From: Andrew Theurer <habanero@us.ibm.com>

This patch ensures that when node loads are compared, the load value is
normalised.  Without this, load balance across nodes of dissimilar cpu
counts can cause unfairness and sometimes lower overall performance.  

For example, a 2 node system with 4 cpus in the first node and 2 cpus in
the second.  A workload with 6 running tasks would have 3 tasks running on
one node and 3 on the other, leaving one cpu idle in the first node and two
tasks sharing a cpu in the second node.  The patch would ensure that 4
tasks run in the first node and 2 in the second.  

I ran some kernel compiles comparing this patch on a 2 node 4 cpu/2 cpu
system to show the benefits.  Without the patch I got 140 second elapsed
time.  With the patch I get 132 seconds (6% better).  

Although it is not very common to have nodes with dissimilar cpu counts, it
is already happening.  PPC64 systems with partitioning have this happen,
and I expect it to be more common on ia32 as partitioning becomes more
common.  


 kernel/sched.c |   21 +++++++++++++++++----
 1 files changed, 17 insertions(+), 4 deletions(-)

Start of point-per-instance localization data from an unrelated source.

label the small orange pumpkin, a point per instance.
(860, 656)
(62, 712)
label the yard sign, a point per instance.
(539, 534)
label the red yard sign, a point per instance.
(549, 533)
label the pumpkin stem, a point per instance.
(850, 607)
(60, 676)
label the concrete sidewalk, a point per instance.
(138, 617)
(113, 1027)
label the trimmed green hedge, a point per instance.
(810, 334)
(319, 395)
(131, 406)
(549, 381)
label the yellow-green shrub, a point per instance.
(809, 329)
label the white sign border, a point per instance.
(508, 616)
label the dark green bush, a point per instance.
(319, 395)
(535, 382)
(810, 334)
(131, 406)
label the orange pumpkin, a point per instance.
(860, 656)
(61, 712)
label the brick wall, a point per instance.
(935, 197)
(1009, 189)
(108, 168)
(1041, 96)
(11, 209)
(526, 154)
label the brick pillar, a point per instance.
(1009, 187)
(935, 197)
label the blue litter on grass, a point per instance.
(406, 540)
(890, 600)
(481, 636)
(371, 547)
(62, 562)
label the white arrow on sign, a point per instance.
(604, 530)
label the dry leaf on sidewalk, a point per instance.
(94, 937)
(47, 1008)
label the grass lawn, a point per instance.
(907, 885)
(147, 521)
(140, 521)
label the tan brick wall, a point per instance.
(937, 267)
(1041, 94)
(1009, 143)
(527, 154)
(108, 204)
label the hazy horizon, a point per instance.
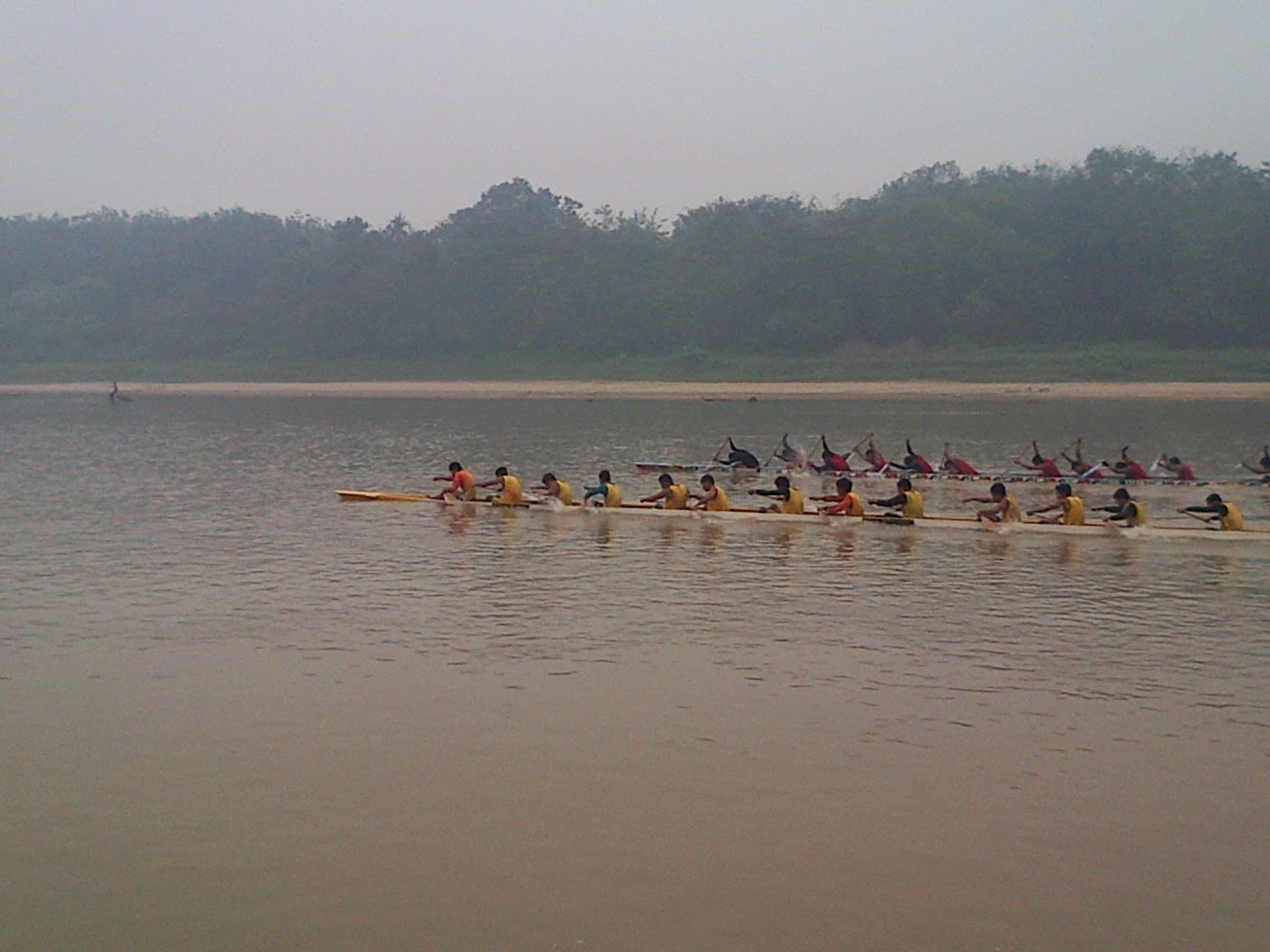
(417, 108)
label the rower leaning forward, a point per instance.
(789, 499)
(1226, 516)
(907, 500)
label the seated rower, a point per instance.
(791, 456)
(955, 466)
(557, 489)
(606, 494)
(510, 491)
(907, 500)
(1082, 469)
(1124, 509)
(740, 458)
(831, 461)
(915, 462)
(1261, 466)
(1040, 465)
(672, 495)
(1226, 514)
(1183, 471)
(463, 484)
(1001, 506)
(1068, 508)
(877, 461)
(1127, 467)
(712, 498)
(846, 503)
(789, 498)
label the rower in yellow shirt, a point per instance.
(510, 491)
(1227, 516)
(712, 498)
(1124, 509)
(789, 498)
(907, 500)
(1001, 507)
(1068, 508)
(672, 495)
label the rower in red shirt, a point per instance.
(1129, 469)
(955, 466)
(1183, 471)
(832, 462)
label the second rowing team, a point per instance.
(997, 507)
(870, 460)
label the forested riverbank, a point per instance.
(1117, 268)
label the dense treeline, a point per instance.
(1123, 248)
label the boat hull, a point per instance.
(845, 522)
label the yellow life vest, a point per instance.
(1074, 514)
(914, 507)
(793, 506)
(1233, 518)
(564, 493)
(512, 493)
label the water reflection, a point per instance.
(464, 703)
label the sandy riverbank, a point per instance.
(671, 389)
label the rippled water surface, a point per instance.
(238, 714)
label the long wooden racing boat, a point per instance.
(931, 522)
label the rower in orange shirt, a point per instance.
(846, 503)
(463, 484)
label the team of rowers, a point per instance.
(907, 503)
(952, 465)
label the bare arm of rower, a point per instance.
(890, 503)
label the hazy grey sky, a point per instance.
(376, 108)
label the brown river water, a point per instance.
(236, 714)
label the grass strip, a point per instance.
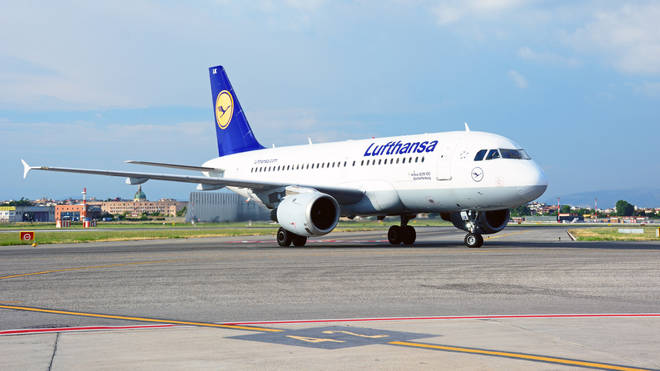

diff -puN kernel/sched.c~numa-normalised-node-load kernel/sched.c
--- 25/kernel/sched.c~numa-normalised-node-load	2003-06-23 13:28:01.000000000 -0700
+++ 25-akpm/kernel/sched.c	2003-06-23 13:28:01.000000000 -0700
@@ -784,7 +784,13 @@ static int sched_best_cpu(struct task_st
 
 	minload = 10000000;
 	for_each_node_with_cpus(i) {
-		load = atomic_read(&node_nr_running[i]);
+		/*
+		 * Node load is always divided by nr_cpus_node to normalise 
+		 * load values in case cpu count differs from node to node.
+		 * We first multiply node_nr_running by 10 to get a little
+		 * better resolution.   
+		 */
+		load = 10 * atomic_read(&node_nr_running[i]) / nr_cpus_node(i);
 		if (load < minload) {
 			minload = load;
 			node = i;
@@ -820,19 +826,26 @@ void sched_balance_exec(void)
  * geometrically deccaying weight to the load measure:
  *      load_{t} = load_{t-1}/2 + nr_node_running_{t}
  * This way sudden load peaks are flattened out a bit.
+ * Node load is divided by nr_cpus_node() in order to compare nodes
+ * of different cpu count but also [first] multiplied by 10 to 
+ * provide better resolution.
  */
 static int find_busiest_node(int this_node)
 {
 	int i, node = -1, load, this_load, maxload;
 
+	if (!nr_cpus_node(this_node))
+		return node;
 	this_load = maxload = (this_rq()->prev_node_load[this_node] >> 1)
-		+ atomic_read(&node_nr_running[this_node]);
+		+ (10 * atomic_read(&node_nr_running[this_node])
+		/ nr_cpus_node(this_node));
 	this_rq()->prev_node_load[this_node] = this_load;
-	for (i = 0; i < numnodes; i++) {
+	for_each_node_with_cpus(i) {
 		if (i == this_node)
 			continue;
 		load = (this_rq()->prev_node_load[i] >> 1)
-			+ atomic_read(&node_nr_running[i]);
+			+ (10 * atomic_read(&node_nr_running[i])
+			/ nr_cpus_node(i));
 		this_rq()->prev_node_load[i] = load;
 		if (load > maxload && (100*load > NODE_THRESHOLD*this_load)) {
 			maxload = load;

_